Through the Canada Job Fund, the government’s pledged to provide $500 million annually to the provinces and territories for investments in skills training.

Read: Canadian mining on shaky ground

So, under the Canada–Nunavut Job Fund Agreement, Nunavut will receive a total of $1 million—its per capita share of the available funding, plus $500,000 in supplementary funding to recognize the distinct labour market needs of the territory.

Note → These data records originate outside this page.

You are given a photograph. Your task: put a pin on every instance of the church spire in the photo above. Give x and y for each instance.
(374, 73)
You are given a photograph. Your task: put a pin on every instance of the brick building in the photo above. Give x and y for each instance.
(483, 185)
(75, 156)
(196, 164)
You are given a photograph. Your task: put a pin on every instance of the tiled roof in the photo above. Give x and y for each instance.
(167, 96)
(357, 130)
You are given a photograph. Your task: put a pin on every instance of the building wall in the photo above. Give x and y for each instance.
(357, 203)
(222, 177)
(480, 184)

Also signed today was the new Canada–Nunavut Labour Market Agreement for Persons with Disabilities. This is the first time this agreement has been available to Nunavut, and it will provide $1.25 million per year to Nunavut for supporting disabled workers.

Quick facts

  • According to the Conference Board of Canada, Nunavut’s real gross domestic product is expected to grow by 3.7% in 2015.
  • The mining industry in Nunavut will be one of the most important economic drivers in the years ahead. It’s expected that Nunavut’s Meliadine Mine alone will generate approximately 1,500 direct jobs a year over the next two years.
  • The Canada Job Grant will provide up to $15,000 per person for training costs, such as tuition and training materials, which includes up to $10,000 in federal contributions.
  • Approximately 800,000 working-age Canadians with disabilities who are able to work aren’t currently doing so. Almost half of these individuals have some post-secondary education.